The mechanism for sending messages on the production side of Kafka is very important. This is the basis of Kafka’s high throughput. The basic flow on the production side is shown below:

There are mainly the following aspects of design:

Asynchronous send

Kafka has introduced a new version of the Producer API since release 0.8.2, where Producer sends messages entirely asynchronously. The ProducerRecord constructed at the production end is serialized by keySerializer and valueSerializer, and then processed by Partition to determine whether the message falls into a specific topic Partition. Finally, the message is sent to the client in the Accumulator message buffer, which is sent to the broker by a thread called Sender.
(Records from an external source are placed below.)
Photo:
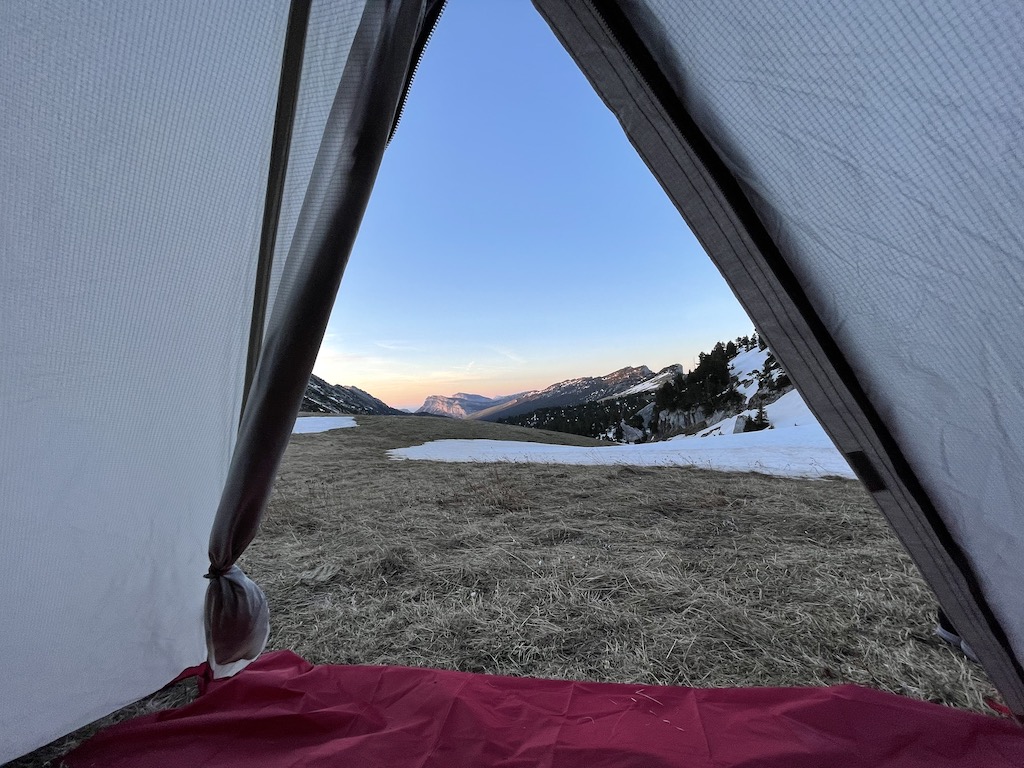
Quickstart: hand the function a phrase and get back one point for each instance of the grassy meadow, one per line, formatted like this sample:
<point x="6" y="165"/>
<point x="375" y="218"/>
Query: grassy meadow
<point x="617" y="573"/>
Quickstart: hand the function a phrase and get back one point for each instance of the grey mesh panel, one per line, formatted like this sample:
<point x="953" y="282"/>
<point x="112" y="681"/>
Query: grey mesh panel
<point x="133" y="148"/>
<point x="352" y="144"/>
<point x="332" y="29"/>
<point x="880" y="143"/>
The maximum size of an accumulator is controlled by the parameter buffer.memory. The default value is 32M. Therefore, the size of the buffer can be adjusted according to actual service conditions.
Batch send

Messages sent to the buffer are sent to the broker in batches. The batch size is controlled by the parameter batch.size (16KB by default). This means that messages are normally sent to the broker in batches when they reach 16KB. Therefore, decreasing the batch size helps reduce message latency while increasing the batch size helps improve throughput.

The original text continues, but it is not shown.